All eyes are on the prestigious classic car sales weekend in California next month when one of the most desirable cars ever made goes up for auction.
And there is no telling what the Ferrari 250 GTO (above) will fetch at the annual Pebble Beach Concours d’Elegance. Only 39 were ever made – and the last one to sell sold for $US52 million.
The car for sale is chassis No. 3851 GT, the 19th example, completed on September 11, 1962, and delivered new to French racer Jo Schlesser (who would be killed in an experimental Honda F1 car six years later at the French Grand Prix).
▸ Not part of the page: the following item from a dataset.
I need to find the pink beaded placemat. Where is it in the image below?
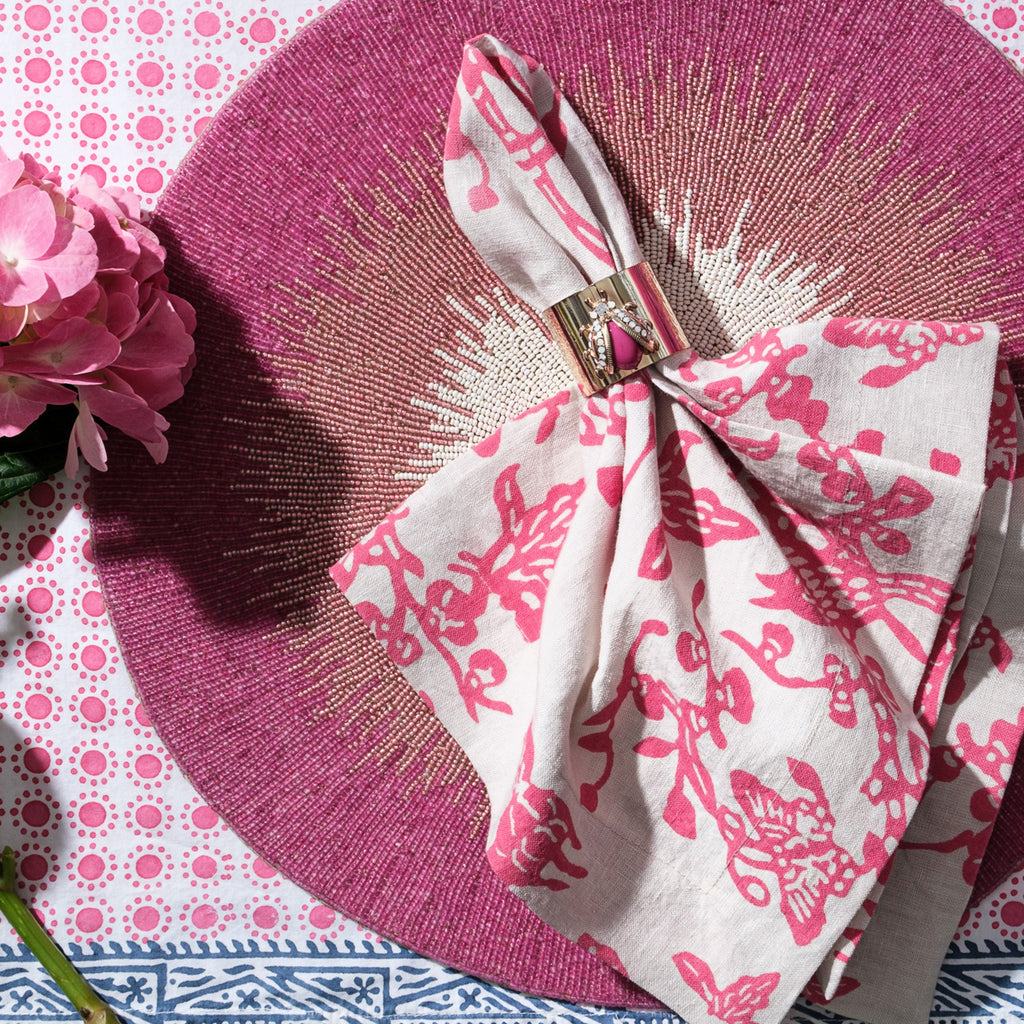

The 250 GTO was later damaged in a race and returned to the Ferrari factory to be repaired. It returned to competition the following year, trading hands once more before pioneering Ferrari collector Fabrizio Violati bought it in 1965.
The Italian businessman and historic race driver owned it as part of his celebrated Maranello Rosso Collection until he died in 2010. Now his family is offering it for auction – making it the longest single-owner GTO in existence.
The Italian marque’s 250 GTO was created in 1962 to compete at the Le Mans 24-hour race and other grand touring events. Back in the 1980s they traded hands for six figures. In 1989, one sold for US$10 million.
A few months later another went for $US13 million. Prices fluctuated over the next 20-odd years until 2012 when an apple-green version, made for British racer Stirling Moss, was knocked down for $US35 million. In October last year, a 1963 model – chassis No. 5111 – fetched $US52 million.
Owners of other Ferrari GTOs include Pink Floyd drummer Nick Mason, Goldman Sachs banking scion Peter Sachs, Rob Walton, chairman of America’s Wal-Mart, and Lawrence Stroll, the financier who built Tommy Hilfiger into a global brand in the 1990s.
Another Ferrari with a celebrated race history sold for $US18.2 million at the last month’s Goodwood Festival of Speed in Britain. The 1954 Ferrari 375-Plus, chassis No. 0384 AM, is one of only five made. It ran a 4.9-litre V12 with 245kW under aluminum bodywork by Pininfarina.
In 1954, it raced at Le Mans, Italy’s Mille Miglia and Britain’s Silverstone endurance event, where it won with Argentina’s Jose Froilan Gonzalez at the wheel. Gonzalez of course won the 1951 British Grand Prix in a Ferrari, the marque’s first F1 win.